Nata in Finlandia, ma di lingua svedese, Tove Jansson creò per il piacere dei bambini di tutto il mondo l'universo dei Mumin, gli irresistibili ippopotami bianchi apparsi per la prima volta nel lontano 1946.

Il nome di Tove Jansson (1914-2001) è legato a doppio filo ai celebri libri per l'infanzia Mumin, i deliziosi piccoli ippopotami bianchi che hanno spopolato sui cinque continenti. Un successo così grande da meritarsi trasposizioni cinematografiche e televisive in ogni angolo del mondo. Tuttavia Tove Jansson (di cui oggi ricorre il centenario della nascita) mosse i primi passi come pittrice, studiando sia a Stoccolma che a Parigi. L'amore per la scrittura arrivò in un secondo tempo, ma si dimostrò più forte e pervicace di ogni altro, escluso forse quello per la compagna Tuulikki Pietilä.

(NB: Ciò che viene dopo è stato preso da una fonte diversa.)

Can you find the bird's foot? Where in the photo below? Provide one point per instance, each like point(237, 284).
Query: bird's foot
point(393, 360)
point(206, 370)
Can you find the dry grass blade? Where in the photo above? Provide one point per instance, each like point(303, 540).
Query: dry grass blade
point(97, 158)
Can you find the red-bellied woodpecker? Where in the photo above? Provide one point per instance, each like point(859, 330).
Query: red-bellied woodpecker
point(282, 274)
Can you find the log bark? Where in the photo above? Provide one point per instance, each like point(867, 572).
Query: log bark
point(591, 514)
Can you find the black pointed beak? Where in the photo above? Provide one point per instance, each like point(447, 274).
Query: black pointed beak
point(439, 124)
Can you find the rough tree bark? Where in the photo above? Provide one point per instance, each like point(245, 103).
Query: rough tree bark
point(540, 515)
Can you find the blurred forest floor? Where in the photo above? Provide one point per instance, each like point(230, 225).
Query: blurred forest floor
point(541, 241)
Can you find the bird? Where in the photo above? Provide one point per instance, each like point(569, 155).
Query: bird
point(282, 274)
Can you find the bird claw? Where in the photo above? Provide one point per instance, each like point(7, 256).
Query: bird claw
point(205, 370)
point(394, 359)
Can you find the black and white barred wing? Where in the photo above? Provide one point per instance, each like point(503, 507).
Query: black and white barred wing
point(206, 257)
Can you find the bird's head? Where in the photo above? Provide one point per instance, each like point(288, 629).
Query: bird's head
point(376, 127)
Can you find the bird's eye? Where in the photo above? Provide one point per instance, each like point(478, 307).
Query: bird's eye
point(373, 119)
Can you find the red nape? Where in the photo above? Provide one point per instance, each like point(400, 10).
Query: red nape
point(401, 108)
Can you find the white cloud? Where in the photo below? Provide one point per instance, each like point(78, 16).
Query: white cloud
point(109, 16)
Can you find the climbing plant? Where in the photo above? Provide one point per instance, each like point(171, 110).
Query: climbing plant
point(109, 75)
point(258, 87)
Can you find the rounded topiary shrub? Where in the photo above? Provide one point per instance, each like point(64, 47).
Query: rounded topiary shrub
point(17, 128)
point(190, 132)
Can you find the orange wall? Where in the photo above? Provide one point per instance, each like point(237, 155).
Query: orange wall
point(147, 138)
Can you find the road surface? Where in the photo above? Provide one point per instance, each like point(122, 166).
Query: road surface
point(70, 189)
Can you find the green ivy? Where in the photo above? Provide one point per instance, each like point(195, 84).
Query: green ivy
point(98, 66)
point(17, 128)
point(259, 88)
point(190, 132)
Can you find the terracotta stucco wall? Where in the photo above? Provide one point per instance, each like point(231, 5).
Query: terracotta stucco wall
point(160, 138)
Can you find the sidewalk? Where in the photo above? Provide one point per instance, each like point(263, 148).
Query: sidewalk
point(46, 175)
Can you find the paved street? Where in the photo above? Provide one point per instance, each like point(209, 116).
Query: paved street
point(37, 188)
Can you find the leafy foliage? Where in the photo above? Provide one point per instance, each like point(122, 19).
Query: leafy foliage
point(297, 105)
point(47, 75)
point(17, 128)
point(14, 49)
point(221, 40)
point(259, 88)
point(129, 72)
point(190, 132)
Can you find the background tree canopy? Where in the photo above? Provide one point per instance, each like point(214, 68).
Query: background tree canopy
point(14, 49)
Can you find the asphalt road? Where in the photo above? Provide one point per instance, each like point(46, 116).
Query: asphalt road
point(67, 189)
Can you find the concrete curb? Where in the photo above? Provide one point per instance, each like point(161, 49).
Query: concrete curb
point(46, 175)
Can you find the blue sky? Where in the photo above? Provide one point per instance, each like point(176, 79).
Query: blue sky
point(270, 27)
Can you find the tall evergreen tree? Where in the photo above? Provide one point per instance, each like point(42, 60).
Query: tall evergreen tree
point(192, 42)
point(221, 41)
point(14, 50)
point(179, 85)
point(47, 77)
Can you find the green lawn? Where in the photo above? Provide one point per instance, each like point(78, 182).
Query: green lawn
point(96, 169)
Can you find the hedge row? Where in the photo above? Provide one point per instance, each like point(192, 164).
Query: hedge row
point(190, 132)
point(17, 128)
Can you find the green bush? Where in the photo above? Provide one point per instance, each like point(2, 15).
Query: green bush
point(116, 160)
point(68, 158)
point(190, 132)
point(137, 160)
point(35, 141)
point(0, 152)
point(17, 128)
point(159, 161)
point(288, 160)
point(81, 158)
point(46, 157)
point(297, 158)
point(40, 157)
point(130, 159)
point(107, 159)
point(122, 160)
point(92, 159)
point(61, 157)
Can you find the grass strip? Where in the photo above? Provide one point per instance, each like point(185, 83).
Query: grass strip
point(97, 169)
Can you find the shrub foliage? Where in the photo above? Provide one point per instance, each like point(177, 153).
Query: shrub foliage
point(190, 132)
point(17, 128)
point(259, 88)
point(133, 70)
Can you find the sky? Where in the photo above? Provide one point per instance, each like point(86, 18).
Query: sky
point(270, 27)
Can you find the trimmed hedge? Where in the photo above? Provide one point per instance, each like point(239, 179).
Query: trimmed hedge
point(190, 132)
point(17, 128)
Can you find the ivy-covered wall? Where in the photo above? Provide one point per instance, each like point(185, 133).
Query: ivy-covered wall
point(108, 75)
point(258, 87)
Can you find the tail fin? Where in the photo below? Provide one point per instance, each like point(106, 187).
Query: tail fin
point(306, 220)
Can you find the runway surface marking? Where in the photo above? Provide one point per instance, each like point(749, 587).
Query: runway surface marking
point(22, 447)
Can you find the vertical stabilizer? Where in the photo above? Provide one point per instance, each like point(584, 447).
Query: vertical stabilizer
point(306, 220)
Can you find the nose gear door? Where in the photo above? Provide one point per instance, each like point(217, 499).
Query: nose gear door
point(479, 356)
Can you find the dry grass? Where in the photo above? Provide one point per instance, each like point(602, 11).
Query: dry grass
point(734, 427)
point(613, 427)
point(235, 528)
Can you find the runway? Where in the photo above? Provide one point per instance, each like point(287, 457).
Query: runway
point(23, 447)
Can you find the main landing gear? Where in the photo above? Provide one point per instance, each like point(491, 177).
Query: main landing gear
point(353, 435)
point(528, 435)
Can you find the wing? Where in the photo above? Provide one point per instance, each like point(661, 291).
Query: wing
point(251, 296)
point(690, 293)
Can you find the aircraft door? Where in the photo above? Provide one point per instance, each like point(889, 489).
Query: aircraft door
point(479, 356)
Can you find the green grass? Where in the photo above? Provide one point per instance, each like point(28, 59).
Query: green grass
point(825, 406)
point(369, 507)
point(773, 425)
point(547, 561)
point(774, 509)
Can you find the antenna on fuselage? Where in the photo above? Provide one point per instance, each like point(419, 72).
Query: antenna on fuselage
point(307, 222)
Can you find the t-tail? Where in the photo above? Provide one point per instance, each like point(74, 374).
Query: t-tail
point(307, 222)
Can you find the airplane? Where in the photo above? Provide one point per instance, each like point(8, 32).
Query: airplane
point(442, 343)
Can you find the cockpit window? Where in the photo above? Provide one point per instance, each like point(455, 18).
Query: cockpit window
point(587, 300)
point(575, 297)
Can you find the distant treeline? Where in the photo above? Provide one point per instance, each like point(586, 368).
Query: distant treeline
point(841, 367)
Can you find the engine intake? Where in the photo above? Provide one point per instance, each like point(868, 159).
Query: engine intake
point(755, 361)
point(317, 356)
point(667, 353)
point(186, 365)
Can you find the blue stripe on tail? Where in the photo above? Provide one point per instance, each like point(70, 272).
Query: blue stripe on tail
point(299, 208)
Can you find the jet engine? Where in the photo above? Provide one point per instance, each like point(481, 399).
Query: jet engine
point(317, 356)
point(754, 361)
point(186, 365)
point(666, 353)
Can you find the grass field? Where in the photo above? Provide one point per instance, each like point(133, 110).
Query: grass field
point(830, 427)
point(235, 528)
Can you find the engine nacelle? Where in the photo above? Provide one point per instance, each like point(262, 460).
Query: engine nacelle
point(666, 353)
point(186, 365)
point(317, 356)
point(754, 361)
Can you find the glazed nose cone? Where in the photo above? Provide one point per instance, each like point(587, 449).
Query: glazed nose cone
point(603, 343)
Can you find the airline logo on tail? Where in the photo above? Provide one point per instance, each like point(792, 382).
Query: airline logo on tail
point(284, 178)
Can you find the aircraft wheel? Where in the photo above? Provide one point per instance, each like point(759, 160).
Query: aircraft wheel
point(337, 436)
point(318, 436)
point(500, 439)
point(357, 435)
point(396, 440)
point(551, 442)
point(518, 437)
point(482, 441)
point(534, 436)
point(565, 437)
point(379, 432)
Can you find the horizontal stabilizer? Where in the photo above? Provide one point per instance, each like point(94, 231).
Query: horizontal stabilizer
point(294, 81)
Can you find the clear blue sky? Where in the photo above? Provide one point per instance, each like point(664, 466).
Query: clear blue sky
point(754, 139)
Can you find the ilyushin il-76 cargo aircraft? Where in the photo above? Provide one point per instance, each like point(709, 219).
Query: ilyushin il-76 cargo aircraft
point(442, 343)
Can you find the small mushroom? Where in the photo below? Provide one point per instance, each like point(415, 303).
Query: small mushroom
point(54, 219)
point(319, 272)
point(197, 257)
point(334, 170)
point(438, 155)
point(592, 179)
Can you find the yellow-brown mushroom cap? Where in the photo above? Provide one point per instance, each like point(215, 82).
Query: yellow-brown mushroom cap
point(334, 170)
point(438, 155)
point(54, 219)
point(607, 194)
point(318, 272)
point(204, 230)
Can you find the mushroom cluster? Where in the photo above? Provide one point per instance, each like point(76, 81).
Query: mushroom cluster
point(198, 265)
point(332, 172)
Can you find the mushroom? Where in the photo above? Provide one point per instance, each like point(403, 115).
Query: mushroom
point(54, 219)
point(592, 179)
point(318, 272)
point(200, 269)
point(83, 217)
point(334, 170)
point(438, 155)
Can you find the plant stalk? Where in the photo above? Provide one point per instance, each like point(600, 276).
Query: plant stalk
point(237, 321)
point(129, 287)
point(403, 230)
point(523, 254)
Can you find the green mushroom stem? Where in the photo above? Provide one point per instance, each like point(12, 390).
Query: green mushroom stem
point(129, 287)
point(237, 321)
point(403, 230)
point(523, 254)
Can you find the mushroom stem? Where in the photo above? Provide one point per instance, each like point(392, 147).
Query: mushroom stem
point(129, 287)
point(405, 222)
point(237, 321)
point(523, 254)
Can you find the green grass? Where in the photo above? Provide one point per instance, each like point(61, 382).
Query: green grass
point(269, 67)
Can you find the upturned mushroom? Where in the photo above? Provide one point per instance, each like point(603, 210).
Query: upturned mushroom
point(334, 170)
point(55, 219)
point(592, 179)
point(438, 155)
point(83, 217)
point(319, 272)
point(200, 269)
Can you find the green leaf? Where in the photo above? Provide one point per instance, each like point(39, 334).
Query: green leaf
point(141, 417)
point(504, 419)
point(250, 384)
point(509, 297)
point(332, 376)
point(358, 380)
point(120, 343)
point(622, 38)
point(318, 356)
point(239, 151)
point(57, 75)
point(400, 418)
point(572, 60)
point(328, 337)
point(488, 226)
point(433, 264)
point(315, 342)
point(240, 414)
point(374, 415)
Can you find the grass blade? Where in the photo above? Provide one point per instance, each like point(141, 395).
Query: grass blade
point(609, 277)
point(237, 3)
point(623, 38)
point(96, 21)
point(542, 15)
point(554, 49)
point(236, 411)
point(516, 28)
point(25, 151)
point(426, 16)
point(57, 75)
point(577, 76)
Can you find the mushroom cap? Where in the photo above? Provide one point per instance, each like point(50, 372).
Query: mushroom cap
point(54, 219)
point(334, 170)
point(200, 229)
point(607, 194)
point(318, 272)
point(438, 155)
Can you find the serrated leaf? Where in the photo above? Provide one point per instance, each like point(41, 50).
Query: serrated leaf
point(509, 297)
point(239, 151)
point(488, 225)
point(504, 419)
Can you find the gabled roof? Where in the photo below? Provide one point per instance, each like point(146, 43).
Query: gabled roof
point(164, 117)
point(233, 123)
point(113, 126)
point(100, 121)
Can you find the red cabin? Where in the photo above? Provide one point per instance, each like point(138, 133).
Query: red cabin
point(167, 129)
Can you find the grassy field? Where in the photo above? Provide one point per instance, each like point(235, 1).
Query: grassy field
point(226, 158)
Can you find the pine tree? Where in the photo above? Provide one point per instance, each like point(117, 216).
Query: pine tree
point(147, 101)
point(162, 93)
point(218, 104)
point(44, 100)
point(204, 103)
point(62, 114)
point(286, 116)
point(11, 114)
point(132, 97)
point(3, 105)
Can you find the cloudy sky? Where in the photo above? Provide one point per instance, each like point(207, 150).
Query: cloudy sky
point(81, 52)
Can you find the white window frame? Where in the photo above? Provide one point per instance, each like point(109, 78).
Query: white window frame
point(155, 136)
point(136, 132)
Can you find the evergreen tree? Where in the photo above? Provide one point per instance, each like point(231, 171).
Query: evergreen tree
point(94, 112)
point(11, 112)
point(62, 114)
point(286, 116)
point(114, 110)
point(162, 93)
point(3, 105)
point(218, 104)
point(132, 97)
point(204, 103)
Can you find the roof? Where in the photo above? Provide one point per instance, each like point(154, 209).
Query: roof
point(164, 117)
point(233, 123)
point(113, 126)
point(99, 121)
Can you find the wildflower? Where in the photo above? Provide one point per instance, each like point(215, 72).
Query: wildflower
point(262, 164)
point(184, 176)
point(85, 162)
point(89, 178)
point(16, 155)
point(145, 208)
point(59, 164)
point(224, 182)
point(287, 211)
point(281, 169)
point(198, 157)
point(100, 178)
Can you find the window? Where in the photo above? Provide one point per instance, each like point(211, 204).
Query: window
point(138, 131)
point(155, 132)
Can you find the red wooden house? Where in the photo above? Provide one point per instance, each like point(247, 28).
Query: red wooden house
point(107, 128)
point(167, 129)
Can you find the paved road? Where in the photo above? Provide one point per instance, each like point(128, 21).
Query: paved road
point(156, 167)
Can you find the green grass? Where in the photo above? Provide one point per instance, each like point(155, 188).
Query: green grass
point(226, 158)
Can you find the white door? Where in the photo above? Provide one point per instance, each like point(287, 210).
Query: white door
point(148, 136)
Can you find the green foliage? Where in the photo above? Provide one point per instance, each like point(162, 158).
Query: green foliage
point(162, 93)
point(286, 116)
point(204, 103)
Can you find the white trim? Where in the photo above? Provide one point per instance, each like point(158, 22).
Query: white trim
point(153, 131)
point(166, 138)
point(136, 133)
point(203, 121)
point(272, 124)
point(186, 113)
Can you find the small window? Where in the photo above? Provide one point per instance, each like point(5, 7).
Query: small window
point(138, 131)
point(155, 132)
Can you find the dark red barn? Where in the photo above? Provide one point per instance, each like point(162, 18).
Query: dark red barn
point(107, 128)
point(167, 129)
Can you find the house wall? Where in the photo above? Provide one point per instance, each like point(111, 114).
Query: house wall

Il loro lungo legame fu a tutto tondo. Nessuna barriera le separò mai. Diverse furono infatti le collaborazioni tra le due donne che nel loro incantato cottage sul mare nella piccola isola di Klovharu lavorarono fianco a fianco per mezzo secolo. Del resto il talento della Jansson aveva più sfaccettature e già a partire dagli anni '70 la scrittrice finlandese ma, ricordiamolo, di lingua svedese, preferì dedicarsi anima e corpo ad una serie di libri per adulti tra cui, impossibile non citarlo, il bellissimo “Il libro dell'estate”.